Proteogenomics aims to use personalized in addition to the canonical databases of the species to better characterize the proteins of samples analyzed by mass spectrometry. To avoid the multiplication of
sequence variants in these databases, which would then become too large and ambiguous, researchers have proposed to reduce these databases to the
transcripts expressed in the biological sample analyzed. However, it appears that this reduction in database size artificially increases the confidence of peptide identification. Therefore, what biostatistical method can be considered to restore the results’ reliability?
Reference databases are essential for mass spectrometry based identification. Using them, the digital tool generates theoretical mass spectra, as to propose a list of amino acid sequences and their matching probabilities with the experimental mass spectra. Then, to validate the resulting identifications, it is necessary to estimate both the proportions of true matches (between a sequence and a spectrum) and the so-called “false discovery rate” (resulting from random matches devoid of biochemical ground). To do so, the most classical method is to include "decoy" sequences in the database, which are biologically irrelevant, as to subsequently count the number of experimental spectra matching them.

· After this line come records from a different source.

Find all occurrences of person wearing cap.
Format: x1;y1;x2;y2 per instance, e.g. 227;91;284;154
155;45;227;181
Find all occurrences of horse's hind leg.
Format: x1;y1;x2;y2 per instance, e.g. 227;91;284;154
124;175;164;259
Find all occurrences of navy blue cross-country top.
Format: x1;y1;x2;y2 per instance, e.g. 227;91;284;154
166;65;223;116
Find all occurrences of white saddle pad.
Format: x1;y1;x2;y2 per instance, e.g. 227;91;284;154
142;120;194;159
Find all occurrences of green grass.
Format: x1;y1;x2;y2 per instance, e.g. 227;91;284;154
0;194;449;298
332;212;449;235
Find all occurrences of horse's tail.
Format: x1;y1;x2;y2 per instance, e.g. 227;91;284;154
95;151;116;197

Researchers at IRIG have shown that the smaller the database (because of its transcriptome informed-pruning) the more the false discovery rate is underestimated by the decoy count. They explain that the increase of identification sensitivity on a transcriptome-informed reduced database is in fact a statistical artefact: with a smaller database, fewer decoys are generated, which reduces the probability that some of them are sufficiently realistic to mimic identification errors. Because the false discovery rate is critical to the reliability of the downstream biological conclusions, the IRIG researchers propose alternative statistical methods to control for it, and show these methods are less sensitive to the database size.

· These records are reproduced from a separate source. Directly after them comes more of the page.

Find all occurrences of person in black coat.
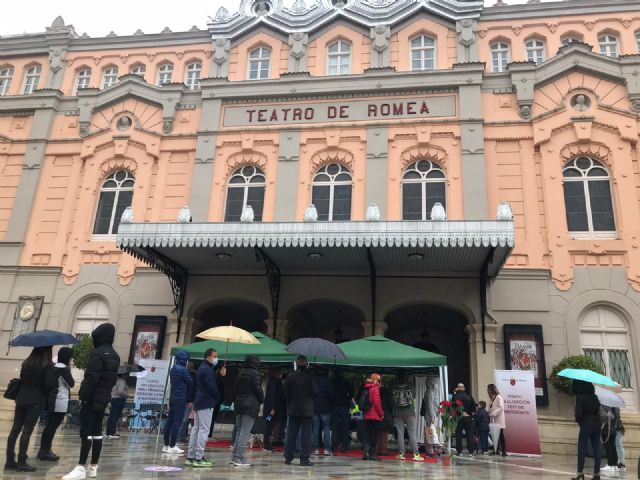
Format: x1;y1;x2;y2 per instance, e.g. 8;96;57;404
571;380;600;480
4;347;51;472
62;323;120;480
263;367;285;452
282;355;315;467
37;347;76;462
231;355;264;466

This calls into question the sensitivity increment induced by transcriptome-informed reduced databases, but the approach remains interesting as it facilitates the identification of ambiguous proteins by reducing the proportion of sequence homologies between different proteins. These results, implemented in data processing routines, contribute to the future of computational proteogenomics, and show a good example of interdisciplinary cooperation.
Proteogenomics combines proteomics (identification and quantification of all the proteins in a sample) with genomic/transcriptomic approaches. While genomics studies the DNA sequences of living beings, transcriptomics identifies and quantifies transcripts, i.e. RNAs resulting from the transcription of DNA. Transcriptomics makes it possible to estimate the level of expression of genes, whereas genomics does not.
Personalized database: from genomic and/or transcriptomic knowledge specific to the pathology studied, or even directly derived from the genome and/or transcriptome of each patient.
Sequence variants: the sequence of a gene changes from one individual to another.